Wrap one of those bread rolls that pops out of pressurized cardboard around a stick and cook it over the fire. If you make your own butter, which you can do with heavy cream shaken in a jar for ten minutes like a shakeweight, you've got yourself a nice gelatin free version of smores. By that I mean dinner. I really want one now… does anyone want to go camping?


Here's another recipe for you in your summer folly seeking -

I'm not going to tell you how to make pancakes, because either you have your own way of doing it or Bisquick tells you how every Saturday, but I will tell you this:


Strawberries are on sale right now because they're going out of season. And since the ones at not-so-safeway don't taste good, you can turn them into a fruit syrup! Cooking them into a reduction breaks down all the fiber and nutrients so you are left with a delicious sweet sauce for your pancakes when Aunt Jemima is all you can find in your pantry, you sinner. Get some real maple syrup and support your northern neighbors.
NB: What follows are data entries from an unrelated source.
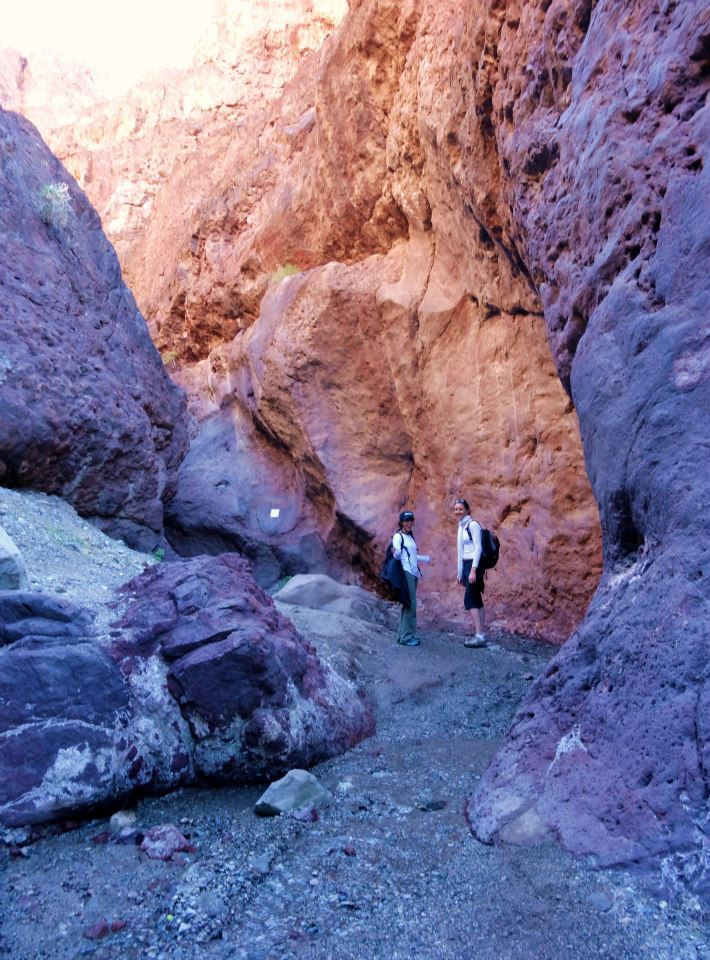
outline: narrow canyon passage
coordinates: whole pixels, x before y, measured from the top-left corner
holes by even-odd
[[[260,585],[311,571],[372,586],[406,506],[435,561],[422,612],[448,622],[463,495],[502,541],[491,622],[564,641],[518,691],[485,769],[468,757],[481,776],[466,817],[494,852],[472,849],[505,873],[506,844],[534,859],[554,842],[637,866],[707,915],[707,4],[251,6],[220,3],[187,70],[68,123],[39,110],[53,153],[13,112],[31,108],[32,71],[11,58],[0,78],[0,482],[61,497],[152,552],[149,567],[172,561],[139,573],[124,594],[145,606],[96,642],[61,597],[10,598],[0,681],[12,689],[21,664],[31,685],[33,657],[110,675],[125,699],[99,739],[116,768],[86,766],[104,796],[132,777],[194,783],[205,754],[220,772],[279,745],[332,756],[331,721],[345,749],[371,718]],[[22,626],[33,603],[54,617],[40,640]],[[238,703],[224,663],[242,656]],[[217,677],[228,719],[210,709]],[[450,693],[444,718],[465,697]],[[6,787],[30,715],[45,763],[36,782],[12,780],[6,809],[27,804],[13,816],[41,815],[35,786],[50,807],[62,776],[76,788],[64,751],[91,749],[74,717],[45,738],[56,717],[35,702],[20,697],[0,731]],[[394,706],[390,739],[416,697]],[[245,748],[239,723],[255,714]],[[124,721],[136,743],[116,735]]]

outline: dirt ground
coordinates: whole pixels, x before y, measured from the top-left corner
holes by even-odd
[[[692,904],[553,844],[487,847],[471,835],[466,798],[550,648],[495,634],[467,650],[439,625],[410,649],[381,627],[283,610],[377,709],[372,739],[314,769],[333,793],[319,819],[255,816],[263,786],[140,800],[140,830],[173,823],[196,848],[167,863],[107,841],[107,819],[46,829],[0,851],[1,955],[710,958]]]

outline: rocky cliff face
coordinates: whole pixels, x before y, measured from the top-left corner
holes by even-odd
[[[200,419],[186,551],[371,571],[406,502],[447,608],[464,493],[502,534],[489,608],[562,636],[599,571],[576,410],[604,574],[472,824],[699,885],[709,38],[699,0],[353,2],[238,137],[201,130],[126,255]]]
[[[151,549],[186,447],[99,218],[35,128],[0,110],[0,481],[58,493]]]
[[[336,20],[320,5],[314,17]],[[352,5],[295,74],[273,67],[279,81],[234,106],[223,88],[219,108],[188,109],[186,85],[220,54],[169,95],[155,88],[155,104],[143,87],[55,142],[199,421],[171,508],[179,549],[240,549],[262,582],[368,577],[407,503],[435,557],[425,605],[450,615],[463,494],[503,541],[490,609],[563,639],[598,580],[597,511],[536,285],[491,215],[497,160],[466,112],[467,22]],[[267,48],[257,24],[249,56],[298,66],[283,36]],[[147,157],[162,170],[150,190]],[[141,194],[126,217],[122,190]]]
[[[710,13],[508,3],[478,38],[496,209],[579,414],[605,570],[472,818],[607,862],[671,853],[707,895]]]

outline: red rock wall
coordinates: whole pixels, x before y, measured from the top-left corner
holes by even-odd
[[[191,132],[134,102],[120,129],[94,117],[98,148],[80,126],[62,155],[111,217],[167,154],[144,222],[108,227],[202,424],[171,507],[181,549],[245,549],[262,580],[367,578],[407,504],[434,557],[423,609],[458,615],[449,507],[465,495],[502,539],[489,611],[561,640],[598,579],[597,510],[471,110],[474,6],[352,4],[238,135],[219,111]],[[284,265],[309,272],[277,285]]]

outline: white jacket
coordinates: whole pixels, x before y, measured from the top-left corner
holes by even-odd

Oh you still wanted the recipe? Ok…


Strawberries or whatever's in your freezer or in season:

Cook 'em over medium heat until the juice leaches out and the fruit is soft. We added some water because apparently steam cooking is the fastest way to do it.

If you want, you can add some sugar and butter for something a little richer. The sauce should be a little thick.



One of my coworkers shared some leftovers with me last night - working with people who know how to cook is awesome. It was his making so I'm not going to try to get all recipe knowledge with his food, but I will say that you should make some braised short rib this summer with corn relish.


Zen moments for the day:


My bus driver has honked at approximately 5 cars on the way up to Boulder. She told a passenger asking which bus to take that "You can ride me right now" and regularly tells us that for safety, we should keep our voices down when talking to each other. This is all on the same highway that I can drive 80 on practically legally while dancing to Superbass.


A customer asked me if I liked the thin or the really thick meatloaf sammich better. I turned red, threw a sandwich at him, and ran away.